Three, they realized what online could mean for new retail opportunities in the US, India and China markets and expansion even within home market Thailand.
“I would say that 80% [online revenue] will come from overseas, and 20% from Thailand,” shared George. “This is because Thailand is a tourism-based country and e-commerce is relatively early in Thailand so primarily people are still shopping offline.”
And three, given their existing footprint, could they reach retail’s pinnacle, omnichannel?
“We are starting an evolution with pure e-commerce in the beginning and in the future, we could roll out an omnichannel experience, for example, tourists can preorder at the airport and deliver to hotels.”
But George is very clear in stating: “We are not substituting offline with online.”
NaRaYa offline also gets a makeover
The evolution of retail isn’t a sign that companies should close down shop and open webstores. What the headlines and trends instead point to are the expectations of a new shopper generation.

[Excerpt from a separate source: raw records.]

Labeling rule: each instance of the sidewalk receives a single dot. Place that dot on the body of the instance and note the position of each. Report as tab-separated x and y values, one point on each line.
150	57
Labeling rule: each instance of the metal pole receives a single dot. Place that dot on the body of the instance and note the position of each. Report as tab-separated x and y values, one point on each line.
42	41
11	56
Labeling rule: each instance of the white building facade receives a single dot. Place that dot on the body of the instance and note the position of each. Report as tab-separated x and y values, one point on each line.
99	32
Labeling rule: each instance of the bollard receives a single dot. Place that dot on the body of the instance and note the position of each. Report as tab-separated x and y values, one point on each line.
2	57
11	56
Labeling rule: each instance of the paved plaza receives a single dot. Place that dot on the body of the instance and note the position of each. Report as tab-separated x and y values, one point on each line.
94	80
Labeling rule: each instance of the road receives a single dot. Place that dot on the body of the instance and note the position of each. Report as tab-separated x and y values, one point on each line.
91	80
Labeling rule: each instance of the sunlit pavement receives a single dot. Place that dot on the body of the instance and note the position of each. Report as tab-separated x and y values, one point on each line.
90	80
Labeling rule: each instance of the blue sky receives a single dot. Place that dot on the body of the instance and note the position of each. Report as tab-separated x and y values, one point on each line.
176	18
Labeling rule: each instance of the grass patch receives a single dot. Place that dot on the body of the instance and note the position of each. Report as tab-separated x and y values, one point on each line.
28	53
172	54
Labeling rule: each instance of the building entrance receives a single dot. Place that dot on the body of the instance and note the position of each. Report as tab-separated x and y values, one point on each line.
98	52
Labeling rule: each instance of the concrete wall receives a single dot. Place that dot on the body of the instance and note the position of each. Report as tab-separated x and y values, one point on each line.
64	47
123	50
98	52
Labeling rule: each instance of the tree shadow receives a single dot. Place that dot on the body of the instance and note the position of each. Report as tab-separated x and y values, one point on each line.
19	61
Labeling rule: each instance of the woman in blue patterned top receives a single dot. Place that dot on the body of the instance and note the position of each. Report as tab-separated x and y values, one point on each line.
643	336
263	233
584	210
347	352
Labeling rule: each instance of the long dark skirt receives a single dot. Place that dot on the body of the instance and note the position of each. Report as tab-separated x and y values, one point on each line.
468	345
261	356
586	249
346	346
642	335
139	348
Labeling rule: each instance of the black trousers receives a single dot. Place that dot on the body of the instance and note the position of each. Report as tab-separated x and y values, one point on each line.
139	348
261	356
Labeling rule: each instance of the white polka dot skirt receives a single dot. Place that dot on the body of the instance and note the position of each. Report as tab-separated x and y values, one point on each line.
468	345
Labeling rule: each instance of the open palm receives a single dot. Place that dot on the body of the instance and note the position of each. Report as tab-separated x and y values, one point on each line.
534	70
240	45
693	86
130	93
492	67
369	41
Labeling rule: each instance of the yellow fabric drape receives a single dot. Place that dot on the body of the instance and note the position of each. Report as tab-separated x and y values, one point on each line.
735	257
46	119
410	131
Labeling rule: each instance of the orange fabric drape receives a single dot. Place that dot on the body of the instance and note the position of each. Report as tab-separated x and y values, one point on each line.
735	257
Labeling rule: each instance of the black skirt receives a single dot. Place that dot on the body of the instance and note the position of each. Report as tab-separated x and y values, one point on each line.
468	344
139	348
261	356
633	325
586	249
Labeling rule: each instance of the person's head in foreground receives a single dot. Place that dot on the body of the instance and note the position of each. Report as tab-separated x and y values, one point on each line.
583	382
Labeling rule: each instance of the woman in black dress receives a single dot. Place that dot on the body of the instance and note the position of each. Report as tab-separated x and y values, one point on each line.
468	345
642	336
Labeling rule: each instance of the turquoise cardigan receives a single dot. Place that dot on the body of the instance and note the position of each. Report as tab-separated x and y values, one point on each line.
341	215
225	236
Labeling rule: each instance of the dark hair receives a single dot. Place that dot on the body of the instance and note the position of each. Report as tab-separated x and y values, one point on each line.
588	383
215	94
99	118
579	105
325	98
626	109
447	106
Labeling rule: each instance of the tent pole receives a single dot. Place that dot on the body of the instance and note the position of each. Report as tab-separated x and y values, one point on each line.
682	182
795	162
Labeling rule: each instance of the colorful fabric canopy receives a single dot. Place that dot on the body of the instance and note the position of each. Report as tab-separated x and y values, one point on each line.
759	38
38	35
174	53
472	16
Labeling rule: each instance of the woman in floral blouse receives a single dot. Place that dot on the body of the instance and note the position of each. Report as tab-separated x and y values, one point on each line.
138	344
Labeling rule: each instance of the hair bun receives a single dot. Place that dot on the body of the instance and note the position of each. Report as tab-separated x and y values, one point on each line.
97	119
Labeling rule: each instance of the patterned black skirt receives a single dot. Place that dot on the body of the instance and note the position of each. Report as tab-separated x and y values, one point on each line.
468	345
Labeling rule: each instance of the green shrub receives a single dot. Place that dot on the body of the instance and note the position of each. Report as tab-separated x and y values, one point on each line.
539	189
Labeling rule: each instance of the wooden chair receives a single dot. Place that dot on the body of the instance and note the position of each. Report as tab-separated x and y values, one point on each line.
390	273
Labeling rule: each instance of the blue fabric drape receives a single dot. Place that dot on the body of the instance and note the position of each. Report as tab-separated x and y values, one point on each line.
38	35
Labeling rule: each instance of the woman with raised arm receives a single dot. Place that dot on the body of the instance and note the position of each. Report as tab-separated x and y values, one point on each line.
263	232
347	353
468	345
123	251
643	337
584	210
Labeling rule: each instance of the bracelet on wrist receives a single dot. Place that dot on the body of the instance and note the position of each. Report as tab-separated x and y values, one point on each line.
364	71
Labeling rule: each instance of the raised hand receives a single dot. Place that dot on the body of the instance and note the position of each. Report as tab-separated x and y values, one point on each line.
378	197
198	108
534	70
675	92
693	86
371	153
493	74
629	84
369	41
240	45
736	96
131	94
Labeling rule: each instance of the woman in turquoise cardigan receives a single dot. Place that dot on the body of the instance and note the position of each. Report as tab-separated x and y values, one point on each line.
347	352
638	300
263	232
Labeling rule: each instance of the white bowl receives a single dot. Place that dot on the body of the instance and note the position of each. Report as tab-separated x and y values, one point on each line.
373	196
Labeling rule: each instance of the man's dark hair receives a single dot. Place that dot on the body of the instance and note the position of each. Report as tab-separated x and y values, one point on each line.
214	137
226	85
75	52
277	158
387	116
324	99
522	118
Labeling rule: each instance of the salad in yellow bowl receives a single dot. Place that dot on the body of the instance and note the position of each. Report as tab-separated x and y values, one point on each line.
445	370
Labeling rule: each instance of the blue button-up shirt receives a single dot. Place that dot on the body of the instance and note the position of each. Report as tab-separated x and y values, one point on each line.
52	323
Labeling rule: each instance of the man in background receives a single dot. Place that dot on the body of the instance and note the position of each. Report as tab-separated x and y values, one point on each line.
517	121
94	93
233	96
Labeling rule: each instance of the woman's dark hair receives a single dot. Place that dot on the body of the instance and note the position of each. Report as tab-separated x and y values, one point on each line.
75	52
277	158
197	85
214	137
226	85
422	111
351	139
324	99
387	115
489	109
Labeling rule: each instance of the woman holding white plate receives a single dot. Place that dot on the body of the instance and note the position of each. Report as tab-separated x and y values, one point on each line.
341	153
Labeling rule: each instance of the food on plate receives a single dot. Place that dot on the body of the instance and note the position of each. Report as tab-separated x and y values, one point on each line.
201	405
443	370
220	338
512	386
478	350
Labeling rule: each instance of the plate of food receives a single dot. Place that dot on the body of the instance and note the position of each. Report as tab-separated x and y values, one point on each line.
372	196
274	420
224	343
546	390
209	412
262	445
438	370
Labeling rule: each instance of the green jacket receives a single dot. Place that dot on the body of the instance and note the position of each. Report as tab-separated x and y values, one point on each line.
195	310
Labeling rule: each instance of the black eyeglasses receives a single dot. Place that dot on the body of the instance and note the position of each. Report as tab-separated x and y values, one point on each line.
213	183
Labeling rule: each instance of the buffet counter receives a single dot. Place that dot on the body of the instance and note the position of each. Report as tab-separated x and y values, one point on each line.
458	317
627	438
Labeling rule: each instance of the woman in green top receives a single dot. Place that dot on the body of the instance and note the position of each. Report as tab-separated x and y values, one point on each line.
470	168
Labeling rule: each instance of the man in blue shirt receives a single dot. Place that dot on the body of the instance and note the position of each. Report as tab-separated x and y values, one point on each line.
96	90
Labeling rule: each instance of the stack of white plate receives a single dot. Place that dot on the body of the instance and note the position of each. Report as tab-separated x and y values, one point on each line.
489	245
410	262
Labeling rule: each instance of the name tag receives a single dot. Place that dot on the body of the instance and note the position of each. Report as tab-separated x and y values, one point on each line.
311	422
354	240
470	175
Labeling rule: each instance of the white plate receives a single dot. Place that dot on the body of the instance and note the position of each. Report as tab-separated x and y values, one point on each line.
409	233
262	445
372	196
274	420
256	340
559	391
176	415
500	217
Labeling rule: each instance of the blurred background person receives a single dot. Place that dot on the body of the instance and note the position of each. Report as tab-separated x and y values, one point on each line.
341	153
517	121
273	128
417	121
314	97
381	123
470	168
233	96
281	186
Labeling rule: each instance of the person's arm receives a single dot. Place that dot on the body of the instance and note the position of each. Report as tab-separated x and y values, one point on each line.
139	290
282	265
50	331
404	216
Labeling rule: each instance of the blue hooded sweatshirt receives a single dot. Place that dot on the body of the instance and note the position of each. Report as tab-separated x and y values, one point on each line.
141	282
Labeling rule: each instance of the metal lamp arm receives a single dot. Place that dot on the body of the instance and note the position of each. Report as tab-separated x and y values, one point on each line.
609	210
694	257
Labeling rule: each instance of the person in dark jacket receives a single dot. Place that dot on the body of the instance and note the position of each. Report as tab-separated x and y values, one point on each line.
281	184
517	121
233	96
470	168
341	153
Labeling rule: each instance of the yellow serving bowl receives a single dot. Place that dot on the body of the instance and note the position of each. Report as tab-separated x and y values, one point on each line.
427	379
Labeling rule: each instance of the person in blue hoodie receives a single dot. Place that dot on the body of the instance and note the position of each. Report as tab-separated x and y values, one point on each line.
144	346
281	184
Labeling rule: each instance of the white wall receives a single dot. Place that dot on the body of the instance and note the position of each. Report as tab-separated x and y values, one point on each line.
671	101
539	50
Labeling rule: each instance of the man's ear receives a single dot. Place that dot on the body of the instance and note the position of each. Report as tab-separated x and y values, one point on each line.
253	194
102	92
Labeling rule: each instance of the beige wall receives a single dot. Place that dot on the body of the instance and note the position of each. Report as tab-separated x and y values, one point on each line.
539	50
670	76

What factors will nudge Thais to spend their newfound middle-class income?
Part of creating a wholesome and attractive brand is greatly affected by the user’s sensory engagement in brick and mortar stores. As one loyal NaRaYa shopper put it,
‘Every time I visit NaRaYa, it makes me feel relaxed and free to choose my new bags with quality staff if you want any help you can talk with them.’
Enter the rise of ‘smart stores’ and new technologies bridging offline and online channels like RFID tags, smart mirrors in change rooms and even robots handing out cards to act as virtual baskets in Sephora’s case.
While Thailand’s commerce industry is not ripe for robots, NaRaYa has plans to heighten its in-store shopper experience.
Mrs. Lathouras shares details of the brand’s newest two-floor flagship store at ICONSIAM, scheduled to open in October of this year and estimated to span 1,450 sqm.
Not only will the flagship introduce four new brands, making a total of seven sub-brands available for long-standing fans, it will also incorporate a cafe serving local tea.
The cafe will accommodate customers waiting for friends and family browsing in stores and offer a palatable drink menu suitable for its typical Asian shopper.
The care placed on the customer experience is vital to building any successful business but creating a memorable shopping experience doesn’t come cheap. The company plans to spend up to 2 billion THB ($64M USD) on its distribution channels, existing and new, to not only expand its presence offline but also modernize its traditional brand image.
“We want to rebrand our look and feel to be fewer housewives and domestic. We want to look modern and international but remain a luxury affordable brand.”
The company’s soft launch online will be on Lazada Thailand next week and offer an initial 300 SKUs, while the official launch scheduled for May will look to imitate what is seen in physical stores.
“NaRaYa wants global recognition, ultimately. Of course, it is a dream to see NaRaYa in fashion capitals but we are very conservative when it comes to our goals,” closes Mr. Pasin.